Feb 23 2005
A daisy-like plant known as Feverfew or Bachelor's Button, a traditional remedy for reducing fevers and a treatment for nervousness, hysteria and low spirits, is the source of an agent that kills human leukemia stem cells like no other single therapy, scientists at the University of Rochester Medical Center's James P. Wilmot Cancer Center have discovered. Their investigation is reported in the online edition of the journal, Blood.
It will take months before a useable, pharmaceutical compound can be made from parthenolide, the main component in Feverfew. However, UR stem cell expert Craig T. Jordan, Ph.D., and Monica L. Guzman, Ph.D., lead author on the Blood paper, say their group is collaborating with University of Kentucky chemists, who have identified a water-soluble molecule that has the same properties as parthenolide.
The National Cancer Institute has accepted this work into its rapid access program, which aims to move experimental drugs from the laboratory to human clinical trials as quickly as possible.
"This research is a very important step in setting the stage for future development of a new therapy for leukemia," says Jordan. "We have proof that we can kill leukemia stem cells with this type of agent, and that is good news."
Parthenolide is the first single agent known to act on myeloid leukemia at the stem-cell level, which is significant because current cancer treatments do not strike deep enough to kill mutant cells where the malignancy is born.
In other words, even the most progressive leukemia treatment, a relatively new drug called Gleevec, is effective only to a degree. It does not reach the stem cells, so "you're pulling the weed without getting to the root," Jordan says.

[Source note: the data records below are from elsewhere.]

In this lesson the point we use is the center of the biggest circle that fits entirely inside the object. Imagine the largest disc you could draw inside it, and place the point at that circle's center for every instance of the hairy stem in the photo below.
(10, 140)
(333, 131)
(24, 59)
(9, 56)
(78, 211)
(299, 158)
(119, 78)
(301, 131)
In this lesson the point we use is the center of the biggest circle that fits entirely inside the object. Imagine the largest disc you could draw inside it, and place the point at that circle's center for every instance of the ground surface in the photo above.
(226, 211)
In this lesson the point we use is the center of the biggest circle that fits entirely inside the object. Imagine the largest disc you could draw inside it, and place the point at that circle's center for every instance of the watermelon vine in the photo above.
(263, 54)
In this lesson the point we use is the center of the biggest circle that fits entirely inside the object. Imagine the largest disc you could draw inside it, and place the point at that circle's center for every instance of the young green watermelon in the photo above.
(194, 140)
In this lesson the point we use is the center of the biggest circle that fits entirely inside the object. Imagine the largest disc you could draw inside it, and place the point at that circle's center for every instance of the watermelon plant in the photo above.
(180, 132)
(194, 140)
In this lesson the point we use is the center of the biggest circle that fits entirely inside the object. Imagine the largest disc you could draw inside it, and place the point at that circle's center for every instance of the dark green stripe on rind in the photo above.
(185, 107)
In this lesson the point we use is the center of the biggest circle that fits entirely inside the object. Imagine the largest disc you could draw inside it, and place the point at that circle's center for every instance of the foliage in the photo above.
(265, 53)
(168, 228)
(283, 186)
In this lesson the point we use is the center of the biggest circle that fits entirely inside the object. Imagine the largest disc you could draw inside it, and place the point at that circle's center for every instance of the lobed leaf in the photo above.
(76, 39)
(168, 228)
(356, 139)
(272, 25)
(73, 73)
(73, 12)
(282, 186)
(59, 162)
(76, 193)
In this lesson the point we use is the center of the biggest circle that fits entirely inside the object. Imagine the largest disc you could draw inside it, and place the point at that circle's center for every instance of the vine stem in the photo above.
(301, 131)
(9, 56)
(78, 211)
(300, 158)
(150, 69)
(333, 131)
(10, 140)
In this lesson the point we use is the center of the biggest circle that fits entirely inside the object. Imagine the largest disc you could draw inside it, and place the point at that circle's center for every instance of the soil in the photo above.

Feverfew has been used for centuries as an herbal remedy to reduce fevers and inflammation, to prevent migraine headaches, and to ease symptoms from arthritis. (A person with leukemia, however, would not be able to take enough of the herbal remedy to halt the disease.)
Investigating stem cells that give rise to cancer is an urgent new initiative, as is identifying stem-cell treatments that might end the disease process. Jordan and Guzman are among only a handful of stem cell biologists nationwide who are specifically studying cancer stem cells. In recent years, scientists have identified cancer stems cells in blood cancers and in brain and breast tumors – although the idea that cancer stems cells exist has been around for at least 40 years.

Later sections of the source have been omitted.